Miss Pelham's Boyfriend

"Damn."

"I heard that, Mr Norris."

Peter Norris turned round to find old Mrs Evans carrying her lazy poodle.

"Sorry, Mrs Evans," he said. "Just a bit annoyed. Miss Pelham’s done a bunk."

He waved at the note taped inside the glass door of the village shop and post office.

                      

Closed early today. Sorry.


No reason, just the plain fact, which his rattling of the door handle had already confirmed.

"I promised a customer to send this packet by special delivery today," he said, indicating the small parcel in his hand. "What should have been a fifteen minute brisk walk is going to take me a couple of hours at least if I have to drive to Winstable."

"Oh, dear," said Mrs Evans. "And I did so want some more of those biscuits with jam in the middle. Bundle loves them, don't you, Bundle?"

She looked down at her poodle, who totally ignored her. Peter Norris grunted and tried to show that he regarded the disappointment of her dog as of equal import to the disruption of his working day. He hoped, without conviction, that he had succeeded.

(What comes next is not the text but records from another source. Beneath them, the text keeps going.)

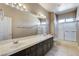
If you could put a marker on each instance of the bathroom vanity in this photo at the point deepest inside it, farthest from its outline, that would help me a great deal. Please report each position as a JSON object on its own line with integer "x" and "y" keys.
{"x": 36, "y": 45}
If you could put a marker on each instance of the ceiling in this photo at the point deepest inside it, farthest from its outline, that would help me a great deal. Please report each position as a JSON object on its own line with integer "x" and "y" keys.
{"x": 59, "y": 8}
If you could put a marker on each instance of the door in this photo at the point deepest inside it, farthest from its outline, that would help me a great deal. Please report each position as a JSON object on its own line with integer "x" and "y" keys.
{"x": 70, "y": 31}
{"x": 6, "y": 28}
{"x": 61, "y": 31}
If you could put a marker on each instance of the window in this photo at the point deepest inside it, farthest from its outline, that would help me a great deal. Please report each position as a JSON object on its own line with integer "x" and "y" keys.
{"x": 69, "y": 19}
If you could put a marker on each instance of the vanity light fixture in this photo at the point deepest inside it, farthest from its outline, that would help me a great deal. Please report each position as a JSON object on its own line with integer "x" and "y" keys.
{"x": 18, "y": 6}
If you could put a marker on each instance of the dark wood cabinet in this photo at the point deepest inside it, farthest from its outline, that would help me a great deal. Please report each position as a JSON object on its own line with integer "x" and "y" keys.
{"x": 39, "y": 49}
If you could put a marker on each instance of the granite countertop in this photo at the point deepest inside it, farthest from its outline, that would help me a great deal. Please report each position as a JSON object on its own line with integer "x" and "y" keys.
{"x": 8, "y": 47}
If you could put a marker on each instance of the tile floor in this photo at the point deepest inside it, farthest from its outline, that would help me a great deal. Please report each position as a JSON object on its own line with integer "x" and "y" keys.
{"x": 66, "y": 49}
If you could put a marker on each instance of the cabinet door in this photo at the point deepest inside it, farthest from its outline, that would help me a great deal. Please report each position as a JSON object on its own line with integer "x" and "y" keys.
{"x": 33, "y": 50}
{"x": 40, "y": 49}
{"x": 45, "y": 47}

This was a part of the downside of living in a small village, he thought. Most of the time these small interruptions to the daily routine merely added novelty to one’s life. When the chemist’s attached to the health centre changed its closing time from six to four, just after the second of the two break-ins, and then settled for a mean of five after the new alarm system had been installed, word spread quickly on the jungle telegraph, and very few villagers arrived out of hours.

"I don’t call this closing early," he went on, pointing at the note and looking at his watch. "It’s only ten-thirty. I call it taking the day off!"

"Charity, Mr Norris," she gently chided him. "It’s not like Miss Pelham to close early without giving us plenty of warning, you know it’s not."

"Of course, you’re right, Mrs Evans," he sighed. "She’s here six days a week and at least fifty weeks in the year, and as you say, she usually gives notice in good time."

"Yes, poor girl. And she has nothing outside of the shop. She has no husband and not even a young man, and with the best will in the world you couldn’t say more than that she’s homely."

Peter nodded. Miss Pelham, at thirty-ish, gave every indication of turning into what used to be called an old maid. She was taller than most men, and had a tendency to try and hide the fact by moving with a stoop. This in its turn made her look even more shapeless.

"And as for those glasses," said Mrs Evans, as though she had been reading his mind. "I haven’t seen glasses like those anywhere since I was a girl."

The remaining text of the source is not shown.